Zucando Lifted Description Text For Their Zen Cart Upgrade Service From Ours

One of the problems we see across various services we provide is that there are lots of companies offering services that they seem to have a limited, at best, understanding of what they are providing. One of things that can disguise that is that we often find that other companies have copied descriptions of our services, including in some cases claims about our capabilities. That obviously makes it hard to determine who you should go with when you see multiple companies making similar claims without knowing that the others not only don’t have the capabilities claimed, but that they are making claims that are just copied from elsewhere.

In some cases in the past we have seen companies that knew so little about what they were offering that they had changed the properly spelled names of software to incorrect spellings (probably because they ran the text through a spell checker that wasn’t aware of those).

Recently while looking into something we ran across an example of somebody copying the description on one of our services. Here is how the description for our Zen Cart Upgrade Service began as of August 23, 2011 on archive.org:

Keeping your installation of Zen Cart up to date is important because it insures your website is not hacked through a known vulnerability in Zen Cart. If your Zen Cart installation has already been hacked we can clean it up and then upgrade it. In addition to making sure your website is secure, new minor releases fix bugs and new major release add new features and functionality.

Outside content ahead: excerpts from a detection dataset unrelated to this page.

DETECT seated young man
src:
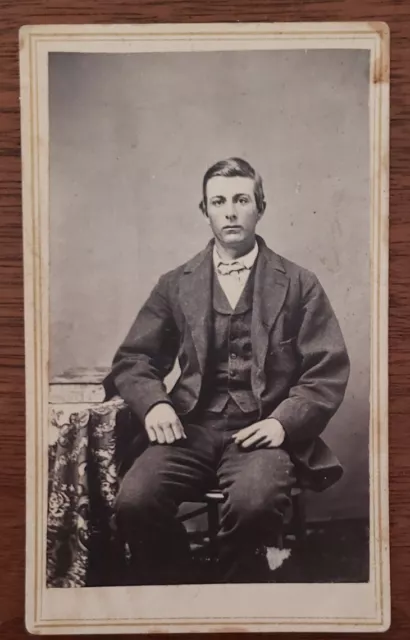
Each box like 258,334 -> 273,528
105,158 -> 349,584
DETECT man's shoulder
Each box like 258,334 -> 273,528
263,244 -> 317,282
155,245 -> 211,281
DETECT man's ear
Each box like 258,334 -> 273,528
199,200 -> 209,220
258,200 -> 266,220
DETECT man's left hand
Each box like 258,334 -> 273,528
232,418 -> 285,449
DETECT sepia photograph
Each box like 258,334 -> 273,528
21,23 -> 389,633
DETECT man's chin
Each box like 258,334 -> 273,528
221,231 -> 246,245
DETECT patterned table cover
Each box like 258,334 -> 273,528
46,398 -> 131,587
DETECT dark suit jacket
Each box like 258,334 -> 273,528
105,237 -> 349,490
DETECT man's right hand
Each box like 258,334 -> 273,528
145,402 -> 186,444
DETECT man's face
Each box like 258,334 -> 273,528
206,176 -> 262,247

The version as of June 11 of that year was slightly different.

Here is how the description of the same type of service by a company named Zucando (https://zucando.com/zen-cart-modules/services/zen-cart-upgrade) begins today:

Keeping your installation of Zen Cart up to date is important because it insures your website is not hacked through a known vulnerability in Zen Cart. If your Zen Cart installation has already been hacked we can clean it up and then upgrade it. In addition to making sure your website is secure, new minor releases fix bugs and new major release add new features and functionality.

Those are exactly the same except for the lack of a link to a hack clean up service. Nowhere on their website do they seem to offer such a cleanup service.

According to release notes tab of their service, it was created well after we had started using that description text:

  • Date Added: 18 Dec 2013

The earliest version of their page that archive.org has, is from March 4, 2014 and the text is exactly the same as it is today.

Google isn’t really help to people since their page shows up higher than ours in relevant search results despite the text being based on ours.